Reporters Without Borders expressed concern today for press freedom in northwestern Argentina after recent threats and censorship efforts, including some criminal acts. They showed the serious problems of journalists there who chose to speak freely, especially about local authorities, it said.
“Despite generally satisfactory press freedom in Argentina, many local media in La Rioja and Salta provinces still face more or less direct reprisals from local and provincial officials they criticise or else yield to attacks against them or threats to withdraw government advertising,” the worldwide press organisation said. “We hope these problems will be quickly resolved and the attacks punished.”

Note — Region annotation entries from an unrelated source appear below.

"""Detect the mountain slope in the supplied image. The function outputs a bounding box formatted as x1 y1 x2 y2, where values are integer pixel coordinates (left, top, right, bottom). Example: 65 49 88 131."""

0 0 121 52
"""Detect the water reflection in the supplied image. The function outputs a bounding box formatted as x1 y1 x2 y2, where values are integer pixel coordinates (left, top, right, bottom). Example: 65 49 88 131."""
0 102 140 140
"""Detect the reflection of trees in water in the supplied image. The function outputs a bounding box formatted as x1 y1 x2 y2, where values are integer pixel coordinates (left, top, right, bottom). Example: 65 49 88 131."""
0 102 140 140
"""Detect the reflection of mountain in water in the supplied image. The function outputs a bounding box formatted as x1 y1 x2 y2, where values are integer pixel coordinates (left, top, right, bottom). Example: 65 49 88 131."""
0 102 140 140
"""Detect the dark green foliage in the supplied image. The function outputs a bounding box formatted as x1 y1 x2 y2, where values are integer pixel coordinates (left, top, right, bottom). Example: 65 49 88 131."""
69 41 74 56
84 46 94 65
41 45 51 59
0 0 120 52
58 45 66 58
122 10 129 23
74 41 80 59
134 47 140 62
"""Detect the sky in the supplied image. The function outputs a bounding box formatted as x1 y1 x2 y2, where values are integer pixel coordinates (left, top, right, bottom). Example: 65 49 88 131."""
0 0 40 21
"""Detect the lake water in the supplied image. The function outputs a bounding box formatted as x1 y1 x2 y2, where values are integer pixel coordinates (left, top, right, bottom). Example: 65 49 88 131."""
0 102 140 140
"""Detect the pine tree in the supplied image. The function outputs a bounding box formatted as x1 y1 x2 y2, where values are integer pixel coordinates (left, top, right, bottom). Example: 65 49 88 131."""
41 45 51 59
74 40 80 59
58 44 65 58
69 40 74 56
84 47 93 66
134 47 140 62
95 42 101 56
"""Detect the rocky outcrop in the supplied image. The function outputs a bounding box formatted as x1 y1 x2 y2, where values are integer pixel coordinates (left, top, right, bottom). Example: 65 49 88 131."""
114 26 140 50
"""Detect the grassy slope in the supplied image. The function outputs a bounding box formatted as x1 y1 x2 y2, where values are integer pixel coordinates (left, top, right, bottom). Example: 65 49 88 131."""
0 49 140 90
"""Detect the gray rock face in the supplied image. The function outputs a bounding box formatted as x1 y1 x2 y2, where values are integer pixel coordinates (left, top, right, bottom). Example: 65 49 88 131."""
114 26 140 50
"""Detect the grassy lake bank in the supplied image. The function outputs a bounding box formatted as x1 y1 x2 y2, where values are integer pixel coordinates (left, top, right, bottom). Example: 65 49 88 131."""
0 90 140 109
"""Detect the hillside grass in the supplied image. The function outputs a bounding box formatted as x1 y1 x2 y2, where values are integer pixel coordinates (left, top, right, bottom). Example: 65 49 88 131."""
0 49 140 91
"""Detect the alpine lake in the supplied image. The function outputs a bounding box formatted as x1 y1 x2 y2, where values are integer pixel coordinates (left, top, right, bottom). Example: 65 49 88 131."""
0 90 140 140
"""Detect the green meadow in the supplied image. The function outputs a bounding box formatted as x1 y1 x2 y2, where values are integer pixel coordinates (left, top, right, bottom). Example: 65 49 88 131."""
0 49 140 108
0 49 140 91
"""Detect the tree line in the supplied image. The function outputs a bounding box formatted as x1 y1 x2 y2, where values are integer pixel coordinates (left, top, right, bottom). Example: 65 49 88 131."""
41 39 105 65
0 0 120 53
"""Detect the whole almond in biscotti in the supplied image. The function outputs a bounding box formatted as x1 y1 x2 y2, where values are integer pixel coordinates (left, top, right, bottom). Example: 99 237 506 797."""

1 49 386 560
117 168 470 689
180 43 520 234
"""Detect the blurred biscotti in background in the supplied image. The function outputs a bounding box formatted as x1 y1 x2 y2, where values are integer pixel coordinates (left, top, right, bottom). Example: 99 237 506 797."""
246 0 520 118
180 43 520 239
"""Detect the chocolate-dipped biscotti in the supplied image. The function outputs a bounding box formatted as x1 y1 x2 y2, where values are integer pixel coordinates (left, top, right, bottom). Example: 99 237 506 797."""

José Luis Campillay, editor of the privately-owned weekly Chilecito, in the town of the same name, told Reporters Without Borders that one of his journalists who wrote a front-page exposé of fraud by provincial governor Luis Beder Herrera, got threatening anonymous phone calls on 9 November, 48 hours after the report came out. His car was damaged by a brick and tampered with and a warning message left, which later appeared again when his home was damaged. Campillay said local authorities were “trying to make us bend but we're sticking to what we've reported.”
Néstor Bosetti, head of the privately-owned station Radio Fénix, in the provincial capital of the same name, told Reporters Without Borders that the mother of one of his columnists, Ximena Marenco, had received telephone threats in late October and the station had been “politically persecuted.” The authorities had effectively censored the paper in the last week of November by suspending official advertising, a key revenue source for local radio stations.
Bosetti said the government was trying to “smear” the station and its staff and the provincial security and justice minister had accused him of having links with drug smugglers. “The government doesn't like it that people are allowed to say what they want on our programmes,” he said.
An attempt was made to burn down the offices of Radio Uno, in the town of Joaquín V. González, in the far-northwestern province of Salta, on the night of 26 November, according to the Argentine Journalists Forum (Fopea). Station owner Daniel Barboza, who lives with his family in the same building, surprised two people who fled leaving behind petrol cans after setting fire to the premises, causing 20,000 pesos (€4,600) of damage. He said the attack was was linked to the station's strong criticism of the owner of another local radio station. He complained that provincial authorities, who he had alerted, had not given him support.
After two journalists of the Buenos Aires economic daily El Cronista, Enrique Llamas de Madariaga and Julio Villalonga, were physically attacked on 24 October by TV station owner Daniel Vila, federal deputy Diana Beatriz Conti (of the ruling Justicialist Party) presented a draft resolution in the Chamber of Deputies on 24 October to protect journalists. “We don't yet have agreement about this,” she told Reporters Without Borders. “Party disputes are holding it up.”